The microbes in fermented foods and pathogens have been studied extensively.“Over these 150 years we have now a much better understanding of the processes needed to make fermented foods, not just which microbes are these but what is their metabolism and how does that metabolism change the food to give the specific sensory safety health properties of the final product,” she says
Marco and Wolfe both shared applications of these testing techniques from research at their respective universities.
At UC Davis, Marco and her colleagues studied fermented olives. Using culture-based methods, they found that the microbial populations in the olives change over time. When the fruits are first submerged for fermentation, there’s a low number of lactic acid bacteria on them — but within 15 days, these microbes bloom to 10-100 million cells per gram.
Marco was called back to the same olive plant in 2008 because of a massive spoilage event. The olives smelled and tasted the same, but had lost their firmness.
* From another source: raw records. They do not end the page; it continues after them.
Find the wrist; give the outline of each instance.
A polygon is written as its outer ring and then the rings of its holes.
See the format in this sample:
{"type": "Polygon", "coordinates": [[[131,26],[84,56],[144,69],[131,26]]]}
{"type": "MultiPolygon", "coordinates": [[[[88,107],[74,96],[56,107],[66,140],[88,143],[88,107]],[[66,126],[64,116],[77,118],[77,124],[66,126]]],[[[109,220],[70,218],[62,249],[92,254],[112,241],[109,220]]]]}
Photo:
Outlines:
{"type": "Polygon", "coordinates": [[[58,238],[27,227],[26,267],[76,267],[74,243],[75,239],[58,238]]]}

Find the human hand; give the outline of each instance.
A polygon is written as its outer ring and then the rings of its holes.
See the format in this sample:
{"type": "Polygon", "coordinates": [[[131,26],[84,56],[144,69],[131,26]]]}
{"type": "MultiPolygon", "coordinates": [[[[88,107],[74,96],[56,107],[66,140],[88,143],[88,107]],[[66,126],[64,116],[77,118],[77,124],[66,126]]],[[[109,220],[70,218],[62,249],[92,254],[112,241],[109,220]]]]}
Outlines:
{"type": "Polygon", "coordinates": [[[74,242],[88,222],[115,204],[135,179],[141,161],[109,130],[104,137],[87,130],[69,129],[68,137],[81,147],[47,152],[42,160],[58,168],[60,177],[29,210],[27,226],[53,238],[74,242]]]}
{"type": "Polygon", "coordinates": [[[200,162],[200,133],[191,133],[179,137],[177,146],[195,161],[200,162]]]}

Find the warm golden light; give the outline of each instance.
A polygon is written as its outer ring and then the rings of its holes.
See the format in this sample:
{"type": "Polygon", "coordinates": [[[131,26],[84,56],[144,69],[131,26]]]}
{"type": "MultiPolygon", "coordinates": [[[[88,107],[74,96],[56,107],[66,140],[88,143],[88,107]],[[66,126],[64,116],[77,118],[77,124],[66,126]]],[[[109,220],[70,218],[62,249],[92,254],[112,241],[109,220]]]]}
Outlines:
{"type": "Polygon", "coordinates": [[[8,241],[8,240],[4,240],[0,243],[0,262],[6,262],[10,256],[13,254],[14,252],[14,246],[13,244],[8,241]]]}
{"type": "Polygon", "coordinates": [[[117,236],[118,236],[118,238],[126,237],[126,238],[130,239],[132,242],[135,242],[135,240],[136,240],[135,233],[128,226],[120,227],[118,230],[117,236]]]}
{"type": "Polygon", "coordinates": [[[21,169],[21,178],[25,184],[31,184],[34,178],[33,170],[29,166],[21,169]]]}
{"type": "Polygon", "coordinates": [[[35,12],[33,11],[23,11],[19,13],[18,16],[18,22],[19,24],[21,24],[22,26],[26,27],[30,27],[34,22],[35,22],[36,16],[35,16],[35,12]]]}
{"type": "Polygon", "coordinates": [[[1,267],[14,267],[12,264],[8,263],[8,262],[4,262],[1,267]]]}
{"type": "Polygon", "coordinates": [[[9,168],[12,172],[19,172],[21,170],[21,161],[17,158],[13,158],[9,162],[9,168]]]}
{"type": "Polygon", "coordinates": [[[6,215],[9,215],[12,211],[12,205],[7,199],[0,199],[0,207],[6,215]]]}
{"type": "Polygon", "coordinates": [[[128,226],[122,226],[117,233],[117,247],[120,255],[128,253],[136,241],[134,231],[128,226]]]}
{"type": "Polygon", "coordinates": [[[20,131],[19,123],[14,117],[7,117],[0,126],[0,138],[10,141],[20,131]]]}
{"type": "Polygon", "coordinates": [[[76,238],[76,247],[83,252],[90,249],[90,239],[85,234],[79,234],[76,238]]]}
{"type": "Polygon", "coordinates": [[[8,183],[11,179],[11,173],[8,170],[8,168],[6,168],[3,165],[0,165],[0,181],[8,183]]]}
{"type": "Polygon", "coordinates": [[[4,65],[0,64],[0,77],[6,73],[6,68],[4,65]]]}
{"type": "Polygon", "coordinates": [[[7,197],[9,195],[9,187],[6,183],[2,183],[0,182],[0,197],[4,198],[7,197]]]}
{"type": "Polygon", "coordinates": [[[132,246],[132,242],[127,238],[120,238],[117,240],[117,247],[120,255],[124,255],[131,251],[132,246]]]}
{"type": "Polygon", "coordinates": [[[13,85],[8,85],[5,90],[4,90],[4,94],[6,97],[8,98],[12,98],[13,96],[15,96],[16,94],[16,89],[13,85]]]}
Using a culture-independent method to further study what microbes were on the defective olives, she discovered a different microbiota than on normal ones, with more bacteria and yeast.
The culprit was a yeast.“Fermented food spoilage caused by yeast is difficult to prevent,” Marco says. “New approaches are needed.”
At Tufts, Wolfe was one of the leaders on a team of scientists from four different universities that studied 500 sourdough starters with an aim to determine microbial diversity. Starters from four continents were examined in the first sourdough study encompassing a large geographic region.
The research team identified a large diversity among the starters, attributed to acetic acid bacteria. They also found geography doesn’t influence sourdough flavor.
“Everyone talks about how San Francisco sourdough is the best, which it is really great, but in our study we found no evidence that that’s driven by some special community of microbes in San Francisco,” Wolfe said. “You can find the exact same sourdough biodiversity based on our microbiome sequencing in San Francisco that you can find here in Boston or you could find in France or in any part of the world, really.”
Wolfe and Marco will return for another TFA webinar on July 14, Managing Microbiomes to Control Quality.